Thursday, December 25, 2008

Remembering is Love

I have spent the past 30 years worth of Christmasses in my hometown Cebu. Thirty Christmasses In a 3 house compound lined up in a cozy little street called Sanjercasvil Private Road. But this year is a little bit different. I sit on a bamboo chair at Tita Virgie's lanai and look at Yoya's house just a few steps away almost expecting her to come out of the swing door in her brown Carmelite dress and call out, "Hi Choots!". Her voice full of life. Full of certainty. Full of purpose.

I wonder what makes her passing so different from my Yoyo's. Me and my relatives have contemplated about it a lot but I'm not sure if we really understood it fully. As I move along Christmas day today I stare at the quiet house and remember her presence. I remember how much of it was shared and poured into to every moment we came to visit.

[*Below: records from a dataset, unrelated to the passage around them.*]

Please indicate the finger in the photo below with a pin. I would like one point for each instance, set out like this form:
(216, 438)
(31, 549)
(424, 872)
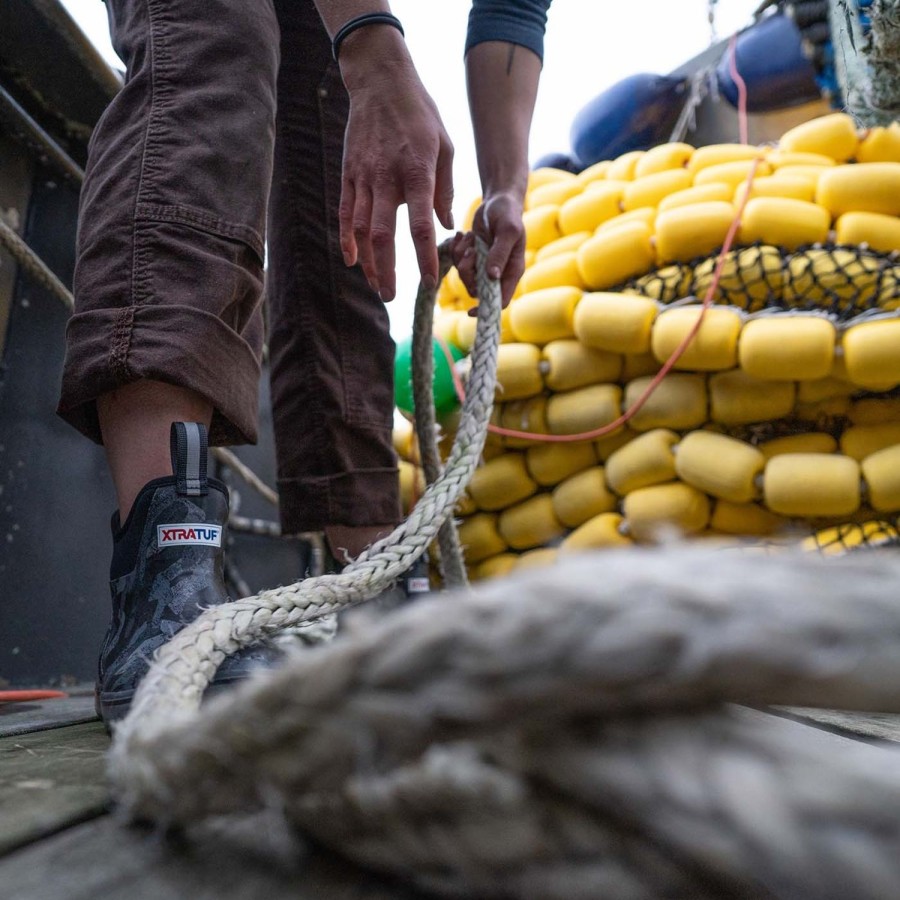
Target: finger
(345, 214)
(443, 184)
(420, 200)
(505, 239)
(384, 229)
(463, 246)
(362, 223)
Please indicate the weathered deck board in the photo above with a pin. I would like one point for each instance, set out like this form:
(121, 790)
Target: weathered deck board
(50, 779)
(256, 859)
(22, 718)
(883, 726)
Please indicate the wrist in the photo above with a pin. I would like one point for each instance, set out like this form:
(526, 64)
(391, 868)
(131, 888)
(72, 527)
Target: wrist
(372, 53)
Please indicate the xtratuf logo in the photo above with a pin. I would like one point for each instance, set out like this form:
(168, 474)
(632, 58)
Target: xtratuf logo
(189, 533)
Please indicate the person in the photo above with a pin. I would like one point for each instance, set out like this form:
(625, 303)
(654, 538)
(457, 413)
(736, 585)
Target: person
(281, 135)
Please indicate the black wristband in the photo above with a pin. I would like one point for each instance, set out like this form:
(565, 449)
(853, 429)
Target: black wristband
(361, 22)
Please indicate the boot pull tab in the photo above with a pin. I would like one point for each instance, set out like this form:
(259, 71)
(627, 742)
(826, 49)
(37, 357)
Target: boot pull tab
(189, 445)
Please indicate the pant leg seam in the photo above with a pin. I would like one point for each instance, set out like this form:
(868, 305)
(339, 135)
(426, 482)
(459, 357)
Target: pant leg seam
(197, 218)
(120, 345)
(141, 281)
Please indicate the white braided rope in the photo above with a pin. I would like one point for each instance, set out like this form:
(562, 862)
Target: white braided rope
(186, 665)
(565, 733)
(452, 565)
(569, 733)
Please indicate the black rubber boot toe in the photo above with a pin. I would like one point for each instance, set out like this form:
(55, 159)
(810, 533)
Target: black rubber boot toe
(167, 568)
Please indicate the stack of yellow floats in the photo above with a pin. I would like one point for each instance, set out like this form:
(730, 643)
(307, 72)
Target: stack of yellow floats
(781, 417)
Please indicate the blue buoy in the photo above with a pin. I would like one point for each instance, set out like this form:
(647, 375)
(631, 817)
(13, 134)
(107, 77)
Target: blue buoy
(557, 161)
(636, 113)
(770, 59)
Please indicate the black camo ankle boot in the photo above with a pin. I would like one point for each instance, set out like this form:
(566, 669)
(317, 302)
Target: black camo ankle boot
(167, 567)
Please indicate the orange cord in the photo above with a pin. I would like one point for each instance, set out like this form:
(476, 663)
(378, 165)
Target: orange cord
(680, 349)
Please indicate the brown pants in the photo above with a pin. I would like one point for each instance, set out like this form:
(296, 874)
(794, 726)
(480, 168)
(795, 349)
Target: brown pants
(229, 106)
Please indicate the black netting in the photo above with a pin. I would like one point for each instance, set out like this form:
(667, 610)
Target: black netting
(873, 534)
(842, 280)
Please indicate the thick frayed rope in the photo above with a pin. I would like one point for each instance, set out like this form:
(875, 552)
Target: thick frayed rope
(186, 665)
(570, 732)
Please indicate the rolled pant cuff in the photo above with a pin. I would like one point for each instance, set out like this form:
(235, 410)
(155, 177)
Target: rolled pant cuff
(119, 346)
(361, 497)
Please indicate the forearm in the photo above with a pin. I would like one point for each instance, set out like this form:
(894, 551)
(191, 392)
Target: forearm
(372, 50)
(502, 82)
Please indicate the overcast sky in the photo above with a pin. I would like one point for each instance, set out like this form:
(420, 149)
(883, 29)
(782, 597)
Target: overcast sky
(590, 45)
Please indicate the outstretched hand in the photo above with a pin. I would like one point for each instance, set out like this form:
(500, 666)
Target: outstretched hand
(396, 151)
(498, 222)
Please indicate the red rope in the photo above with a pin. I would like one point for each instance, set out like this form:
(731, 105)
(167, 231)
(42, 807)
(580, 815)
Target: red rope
(602, 431)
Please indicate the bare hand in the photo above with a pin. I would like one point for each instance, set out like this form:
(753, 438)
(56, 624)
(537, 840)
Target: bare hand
(396, 151)
(498, 222)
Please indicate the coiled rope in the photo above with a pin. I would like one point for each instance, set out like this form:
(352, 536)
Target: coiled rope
(565, 733)
(569, 733)
(185, 665)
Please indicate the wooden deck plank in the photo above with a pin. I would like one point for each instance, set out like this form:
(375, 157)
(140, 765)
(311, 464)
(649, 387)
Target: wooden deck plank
(21, 718)
(250, 858)
(50, 779)
(881, 726)
(254, 859)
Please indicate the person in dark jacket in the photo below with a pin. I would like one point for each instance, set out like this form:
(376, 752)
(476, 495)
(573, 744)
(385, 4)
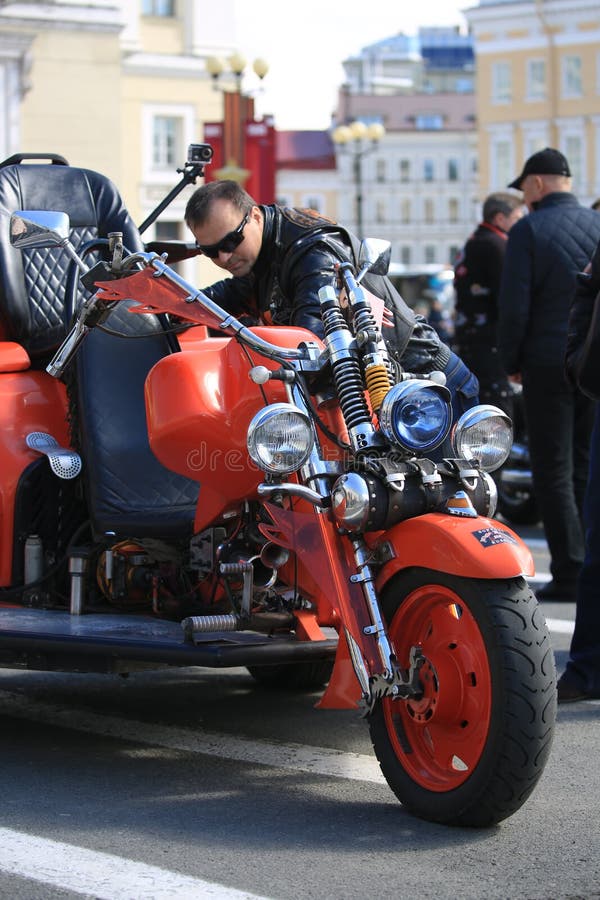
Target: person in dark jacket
(581, 678)
(545, 251)
(279, 258)
(477, 274)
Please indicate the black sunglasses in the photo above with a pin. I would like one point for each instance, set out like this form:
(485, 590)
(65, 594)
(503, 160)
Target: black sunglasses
(226, 244)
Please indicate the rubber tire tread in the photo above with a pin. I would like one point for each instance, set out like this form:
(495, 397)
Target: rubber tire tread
(523, 678)
(301, 676)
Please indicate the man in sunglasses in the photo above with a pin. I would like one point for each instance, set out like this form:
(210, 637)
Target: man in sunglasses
(280, 257)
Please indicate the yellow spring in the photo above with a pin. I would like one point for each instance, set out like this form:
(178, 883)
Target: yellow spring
(378, 384)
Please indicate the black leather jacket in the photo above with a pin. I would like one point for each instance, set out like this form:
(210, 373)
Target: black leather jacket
(580, 320)
(298, 254)
(544, 252)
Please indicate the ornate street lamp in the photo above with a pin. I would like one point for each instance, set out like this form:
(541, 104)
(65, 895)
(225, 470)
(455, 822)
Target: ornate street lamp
(358, 139)
(238, 107)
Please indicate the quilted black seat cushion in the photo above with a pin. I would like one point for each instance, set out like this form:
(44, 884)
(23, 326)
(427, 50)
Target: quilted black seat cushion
(127, 489)
(32, 282)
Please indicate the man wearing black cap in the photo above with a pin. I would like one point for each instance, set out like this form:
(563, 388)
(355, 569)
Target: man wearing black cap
(545, 251)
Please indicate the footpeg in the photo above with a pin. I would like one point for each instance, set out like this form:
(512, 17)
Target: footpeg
(64, 463)
(205, 624)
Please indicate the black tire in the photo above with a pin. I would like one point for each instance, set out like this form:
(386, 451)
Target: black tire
(472, 750)
(294, 676)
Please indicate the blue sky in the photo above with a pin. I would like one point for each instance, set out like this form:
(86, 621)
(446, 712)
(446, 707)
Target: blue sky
(304, 43)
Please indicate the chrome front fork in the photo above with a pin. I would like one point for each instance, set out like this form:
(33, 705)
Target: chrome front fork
(392, 681)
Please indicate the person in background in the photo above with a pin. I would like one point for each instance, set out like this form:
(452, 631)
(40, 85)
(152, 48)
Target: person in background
(581, 678)
(544, 252)
(279, 257)
(477, 274)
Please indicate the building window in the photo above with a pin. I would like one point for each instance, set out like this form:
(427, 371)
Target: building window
(165, 142)
(452, 170)
(453, 252)
(429, 122)
(501, 83)
(573, 149)
(168, 231)
(571, 76)
(536, 79)
(502, 162)
(158, 8)
(313, 201)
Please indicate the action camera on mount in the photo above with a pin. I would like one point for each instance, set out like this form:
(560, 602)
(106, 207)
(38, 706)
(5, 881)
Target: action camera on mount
(199, 153)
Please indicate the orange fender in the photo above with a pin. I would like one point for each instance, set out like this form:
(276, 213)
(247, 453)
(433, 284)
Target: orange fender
(471, 548)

I suppose her that's why her passing aches a little bit more. It's because she always made sure that she was never absent for anything significant in my life.

The memories of Yoya come in waves right now. The most recent one I remember was when she attended my Life in the Spirit Seminar sharing in August of last year. I remember finishing my testimony in tears. Welcomed by the hugs of family and friends. And there silently standing to wait for me to reach her was my grandmother. A proud smile on her lips. A certain twinkle in her eye. She hugged me and said in her most certain voice, "I love you Choots."

I don't know why out of all the memories I have of her, this is what surfaces today. It's not that easy to find the words nor to make sense of it all. But in a silent melancholy way, today I remember how much I am loved.


1 comment:

jang said...

Thanks for sharing this with us K. I think your Yoya also wants you to always have that memory of her loving you.